Becky Douglas
Rising Star Outreach
Norcross, Georgia
A mystery of life is that every beginning foretells an ending. For Becky Douglas, a tragic ending -- her beloved daughter Amber’s death by suicide at age 24 -- was the beginning of a mission that would take this housewife and mother of nine not only to the ends of the earth but also into uncharted territory in her own heart.
While going through Amber’s things after her death in 2000, Becky discovered that this lifelong champion of the underdog had been sending money to an orphanage in India. Becky asked that memorials go to the orphanage, and the response was so generous she was invited to join its board. When she traveled to India for the first time in 2001, droves of leprosy-affected beggars -- some without limbs or eyes -- swarmed her cab.
“Their suffering was so palpable it hurt to look at them,” Becky recalls. On a 120-degree day, her cab was at a stoplight when a woman who had no legs crawled up. The driver directed Becky to tell her to move. She remembers, “I rolled the window down and our eyes connected. She asked me to help her children. I realized she was a mom like me. When I came home, I was haunted by that mother’s eyes. I was just one person -- not a doctor, not someone who had ever run an organization -- but I could do something. I invited three friends to meet at my kitchen table.”
Thus began Rising Star, which now works with 44 colonies of leprosy-affected Indians and attracts passionate volunteers.

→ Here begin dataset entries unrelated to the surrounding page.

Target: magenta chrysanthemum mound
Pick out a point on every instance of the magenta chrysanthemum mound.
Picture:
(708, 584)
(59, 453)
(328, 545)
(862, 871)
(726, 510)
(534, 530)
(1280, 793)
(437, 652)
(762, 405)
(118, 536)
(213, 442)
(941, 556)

It opened and operates a school and two homes for children, easing them into the mainstream through education. It also operates a traveling medical clinic and a micro-loan program so adults can forsake begging to start their own businesses. (One woman gained independence via a five-dollar iron.) What about that mother without whom Becky -- who has now traveled to India 26 times -- might have forgotten a problem that seemed too big to tackle? “I look for her every time I go back.”